I don’t really know if this is the right place to post, but I don’t know anywhere else to go with this problem.

My wife and I almost always have our shabbat dinners at home with just the two of us. Often we get invited by mutual friends and also some Chabad rabbis over for dinner. I enjoy these social shabbat dinners including the company and food, but my wife usually doesn’t enjoy social shabbats or at least gets uncomfortable and thus doesn’t want to be there. I end up having to turn down virtually all invites, except for some very select ones that squeak by. She is a classic introvert and gets very uncomfortable in social situations she isn’t 100% secure in, so this isn’t only a shabbat problem (although it’s definitely more pronounced than usual). I have tried to make it more enjoyable by trying to organize with people she does like, but that doesn’t seem to help at all. We do invite people to our place as well sometimes, but not often, and it would be nice to be guests.

I understand her 100% since I usually prefer being on my own, but it’s clearly becoming a problem for me. I believe that I shouldn’t attend a social shabbat while leaving my wife at home. It feel very wrong and is completely the OPPOSITE of what shabbat is all about. She tells me to go on my own, but I can’t do this because of my own feelings on such a thing, and to a lesser extent, how this reflect on me socially. I mean really, who doesn’t spend shabbat with their wife? This of course puts pressure on her, because now I cannot go without her. So in the end, I never go to any of these events, and she gets stressed out if I even hint at a social shabbat event.

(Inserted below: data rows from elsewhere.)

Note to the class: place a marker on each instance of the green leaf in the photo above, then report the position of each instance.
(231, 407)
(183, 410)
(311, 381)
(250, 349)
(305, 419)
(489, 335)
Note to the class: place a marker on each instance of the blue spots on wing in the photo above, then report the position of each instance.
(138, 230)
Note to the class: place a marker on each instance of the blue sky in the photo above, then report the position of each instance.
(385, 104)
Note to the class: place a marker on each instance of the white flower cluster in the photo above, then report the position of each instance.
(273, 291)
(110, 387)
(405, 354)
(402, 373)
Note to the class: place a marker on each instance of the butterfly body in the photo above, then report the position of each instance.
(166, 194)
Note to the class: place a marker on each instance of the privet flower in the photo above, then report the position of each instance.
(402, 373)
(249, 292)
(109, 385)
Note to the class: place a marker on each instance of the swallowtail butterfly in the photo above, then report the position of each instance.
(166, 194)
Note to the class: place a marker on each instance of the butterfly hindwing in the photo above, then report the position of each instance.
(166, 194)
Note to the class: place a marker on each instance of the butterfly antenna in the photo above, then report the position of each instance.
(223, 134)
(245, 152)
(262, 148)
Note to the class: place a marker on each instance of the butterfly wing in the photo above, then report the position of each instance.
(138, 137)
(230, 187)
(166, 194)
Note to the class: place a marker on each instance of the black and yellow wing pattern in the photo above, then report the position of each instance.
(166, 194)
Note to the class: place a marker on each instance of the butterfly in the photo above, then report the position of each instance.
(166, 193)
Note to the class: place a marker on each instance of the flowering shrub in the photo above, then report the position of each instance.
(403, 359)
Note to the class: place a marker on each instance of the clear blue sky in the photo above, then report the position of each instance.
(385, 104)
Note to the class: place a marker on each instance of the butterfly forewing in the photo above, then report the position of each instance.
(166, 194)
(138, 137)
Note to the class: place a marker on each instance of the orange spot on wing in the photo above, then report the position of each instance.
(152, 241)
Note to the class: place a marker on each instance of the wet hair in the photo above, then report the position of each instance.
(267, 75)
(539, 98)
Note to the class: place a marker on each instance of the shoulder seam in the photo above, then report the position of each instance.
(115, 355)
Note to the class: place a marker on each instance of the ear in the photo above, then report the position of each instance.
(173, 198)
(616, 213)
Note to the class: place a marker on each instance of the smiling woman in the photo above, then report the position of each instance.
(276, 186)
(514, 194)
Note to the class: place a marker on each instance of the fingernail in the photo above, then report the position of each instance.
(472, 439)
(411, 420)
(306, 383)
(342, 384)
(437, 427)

I am at the end of my rope. I enjoy social shabbat events very much, but now I feel my future will more nearly completely void of them simply because my wife doesn’t want to attend. Below are some questions.

QUESTIONS

  1. Am I being guided properly by my feeling that it would be wrong to go to a social shabbat on my own without my wife? I mean this both from a social and Jewish (halachic, or otherwise) perspective. Maybe it’s common and I am unaware? I don’t think so… but I have to ask.
  2. I would like to reason with my wife and explain that these things are very important to me and to help find a solution. I feel this is one of those things in life that cannot be done separately (unless a person is travelling, or something). If my hands are indeed tied here, what might be a good strategy here to work with my wife on this? I don’t want her to feel pressured, but I need some way out of this since I don’t want a lifetime of non-social shabbats.
  3. Have you experienced such a situation yourself? What ended up being the solution?